Ok, I’ve built a thing and got it “working”!!
(actually had a gnarly crash, which I made a bug report for)
I’ve trained it on just 10 hits, and am feeding the training data back in to see how it fares. Surprisingly, it only gets the correct results 50% of the time, which is unexpected as I’m feeding it the same exact as it was trained on. The real-time version is running through an onset detection algorithms, so it’s not literally the same data as it may +/- some samples, but I guess that has knock-on effects because of windowing etc…
(I should note that the training data was, itself, segmented off real-time playing and the same exact onset detection algorithm)
If I test it on the same literal buffer~
data it works perfectly, so the system/plumbing is working.

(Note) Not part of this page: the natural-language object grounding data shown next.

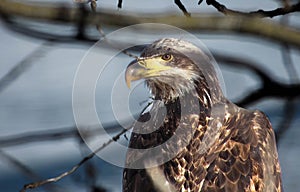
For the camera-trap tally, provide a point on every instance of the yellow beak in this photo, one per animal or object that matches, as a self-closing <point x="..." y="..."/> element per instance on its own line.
<point x="145" y="68"/>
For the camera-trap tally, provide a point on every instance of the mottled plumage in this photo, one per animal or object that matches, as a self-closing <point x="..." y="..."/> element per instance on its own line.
<point x="204" y="142"/>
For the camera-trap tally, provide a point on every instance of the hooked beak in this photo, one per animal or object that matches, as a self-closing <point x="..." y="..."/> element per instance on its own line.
<point x="144" y="68"/>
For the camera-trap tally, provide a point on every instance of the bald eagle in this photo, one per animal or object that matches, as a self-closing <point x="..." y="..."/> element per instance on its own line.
<point x="193" y="138"/>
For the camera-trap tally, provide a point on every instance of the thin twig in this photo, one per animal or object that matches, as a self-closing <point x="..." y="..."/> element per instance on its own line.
<point x="73" y="169"/>
<point x="22" y="66"/>
<point x="182" y="8"/>
<point x="23" y="168"/>
<point x="269" y="88"/>
<point x="199" y="22"/>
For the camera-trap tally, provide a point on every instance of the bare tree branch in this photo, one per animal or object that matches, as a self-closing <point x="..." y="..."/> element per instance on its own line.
<point x="182" y="8"/>
<point x="23" y="168"/>
<point x="237" y="24"/>
<point x="73" y="169"/>
<point x="270" y="87"/>
<point x="22" y="66"/>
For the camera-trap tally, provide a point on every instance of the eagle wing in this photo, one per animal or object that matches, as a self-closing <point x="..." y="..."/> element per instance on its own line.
<point x="245" y="161"/>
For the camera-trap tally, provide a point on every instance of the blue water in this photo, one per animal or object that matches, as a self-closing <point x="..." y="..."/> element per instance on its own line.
<point x="41" y="99"/>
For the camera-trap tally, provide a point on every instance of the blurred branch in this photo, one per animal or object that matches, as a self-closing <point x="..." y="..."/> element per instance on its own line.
<point x="73" y="169"/>
<point x="289" y="112"/>
<point x="182" y="8"/>
<point x="82" y="18"/>
<point x="269" y="88"/>
<point x="22" y="66"/>
<point x="261" y="13"/>
<point x="23" y="168"/>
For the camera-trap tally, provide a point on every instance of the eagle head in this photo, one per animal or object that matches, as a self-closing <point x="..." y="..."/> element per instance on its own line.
<point x="173" y="68"/>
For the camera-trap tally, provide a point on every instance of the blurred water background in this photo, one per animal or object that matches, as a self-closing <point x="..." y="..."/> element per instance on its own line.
<point x="41" y="98"/>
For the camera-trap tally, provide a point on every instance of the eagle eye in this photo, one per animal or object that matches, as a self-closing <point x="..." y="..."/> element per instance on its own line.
<point x="166" y="57"/>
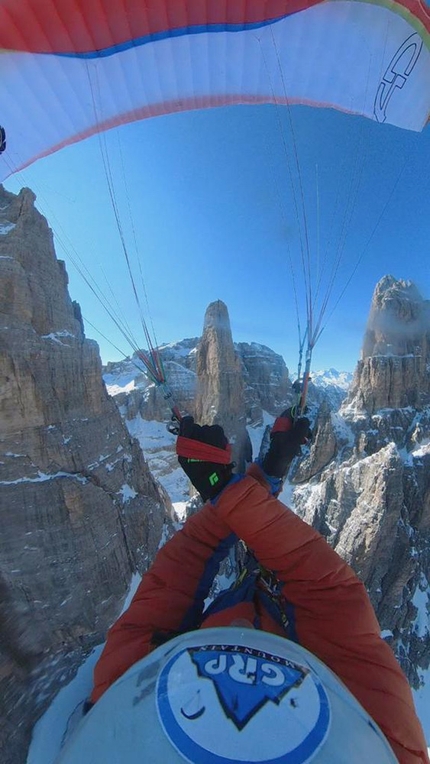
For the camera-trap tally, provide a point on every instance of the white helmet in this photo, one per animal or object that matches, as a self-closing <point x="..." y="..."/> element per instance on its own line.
<point x="228" y="695"/>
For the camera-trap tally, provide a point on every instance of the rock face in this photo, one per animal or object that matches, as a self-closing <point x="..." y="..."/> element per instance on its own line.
<point x="79" y="510"/>
<point x="393" y="372"/>
<point x="220" y="396"/>
<point x="372" y="500"/>
<point x="267" y="386"/>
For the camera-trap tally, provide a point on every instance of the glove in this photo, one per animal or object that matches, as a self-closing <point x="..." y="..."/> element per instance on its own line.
<point x="286" y="438"/>
<point x="204" y="454"/>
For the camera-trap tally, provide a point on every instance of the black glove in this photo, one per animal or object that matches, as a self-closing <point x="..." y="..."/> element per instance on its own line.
<point x="204" y="454"/>
<point x="286" y="437"/>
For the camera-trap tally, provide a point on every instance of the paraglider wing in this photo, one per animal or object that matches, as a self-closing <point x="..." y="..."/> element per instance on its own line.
<point x="71" y="68"/>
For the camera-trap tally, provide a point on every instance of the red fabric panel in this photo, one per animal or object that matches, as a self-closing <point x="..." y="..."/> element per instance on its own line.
<point x="195" y="449"/>
<point x="333" y="615"/>
<point x="79" y="26"/>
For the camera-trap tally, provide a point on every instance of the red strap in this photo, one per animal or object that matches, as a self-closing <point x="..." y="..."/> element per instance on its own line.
<point x="282" y="424"/>
<point x="195" y="449"/>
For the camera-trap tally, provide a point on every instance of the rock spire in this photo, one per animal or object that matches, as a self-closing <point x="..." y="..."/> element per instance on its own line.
<point x="79" y="510"/>
<point x="220" y="393"/>
<point x="393" y="371"/>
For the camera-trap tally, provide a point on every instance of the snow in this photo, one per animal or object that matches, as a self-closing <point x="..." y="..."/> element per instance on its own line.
<point x="422" y="702"/>
<point x="328" y="377"/>
<point x="65" y="710"/>
<point x="42" y="477"/>
<point x="421" y="601"/>
<point x="150" y="434"/>
<point x="54" y="336"/>
<point x="127" y="492"/>
<point x="256" y="433"/>
<point x="342" y="430"/>
<point x="422" y="450"/>
<point x="5" y="228"/>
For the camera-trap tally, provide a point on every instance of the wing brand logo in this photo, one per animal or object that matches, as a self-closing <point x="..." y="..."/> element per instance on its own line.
<point x="397" y="73"/>
<point x="217" y="702"/>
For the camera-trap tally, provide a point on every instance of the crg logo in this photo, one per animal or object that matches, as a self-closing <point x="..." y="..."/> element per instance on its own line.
<point x="217" y="702"/>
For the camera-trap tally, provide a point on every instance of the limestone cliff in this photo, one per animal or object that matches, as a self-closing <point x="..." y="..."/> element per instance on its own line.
<point x="220" y="395"/>
<point x="372" y="499"/>
<point x="79" y="510"/>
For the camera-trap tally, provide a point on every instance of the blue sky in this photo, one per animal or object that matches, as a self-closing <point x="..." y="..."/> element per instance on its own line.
<point x="213" y="212"/>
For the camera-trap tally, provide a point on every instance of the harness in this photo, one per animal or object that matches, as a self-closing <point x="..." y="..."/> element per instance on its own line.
<point x="254" y="578"/>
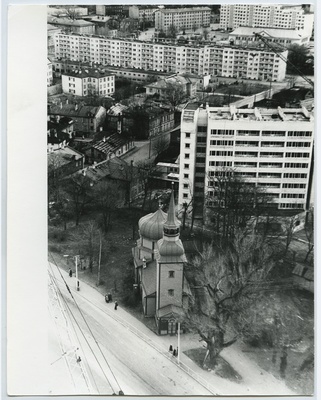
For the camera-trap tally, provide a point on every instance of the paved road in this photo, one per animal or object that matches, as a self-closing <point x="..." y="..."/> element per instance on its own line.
<point x="137" y="368"/>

Here’s the patch as it stands:
At the moment it’s oriented around validation primarily, so I can play specific samples, see which ones are matched, as well as fluid.bufcompose~
-ing a franken-sample so you can “hear” what the algorithm thinks is correct. Even though it was 50% wrong, all the composite versions still sound believable, so that’s good.
It will definitely be critical to weigh these segments differently, since the second half (at the moment) has pretty shitty accuracy.
Speaking of…
//////////////////////////////////////////////////////////////////////////////////////////////////////////////////////
At the moment I’m using the following descriptors:
loudness_mean
loudness_derivative
loudness_deviation
centroid_mean
centroid_derivative
centroid_deviation
flatness_mean
flatness_derivative
flatness_deviation
rolloff_max
rolloff_derivative
rolloff_deviation
These have been my go-to descriptors for a bit now, but they definitely aren’t robust enough for this application as an onset detection’s worth of slop in the windowing brings the legibility of them down to 50%.
(it should be said that I’ve not standardized or normalized anything here, but the input is the same as the dataset, so it shouldn’t matter that much…(?))
Off the bat, I can take all the spectral moments, along with all the stats, and perhaps even two derivs. Maybe throwing in a manually-calculated linear regression for good measure. Basically a more-is-more approach, but primarily based on “oldschool” descriptors.
OR I can try throwing MFFCs in the mix, as I did have the best results with MFCCs and stats when I was trying to optimize the JIT-MFFC-Classifier.maxpat
a while back.
That patch, notably, does not do any dimensionality reduction, nor does it take any loudness descriptors (not even the 0th coefficient, looking back on it now). So it just brute-force takes a 96 dimensional space and matches based on that.
So I’m thinking I might do something like what @jamesbradbury is doing for his macro-segmentation stuff in Reaper and take MFCCs with all stats and two derivatives, and do some dimensionality reduction on that to see how things go.
This quickly ends up in territory as discussed in the (ir)rational dimensionality reduction thread, where loudness is important, as a perceptual entity, as is timbre, so if loudness only represents 1/13th of the total dimensional space, that’s a bit of a problem.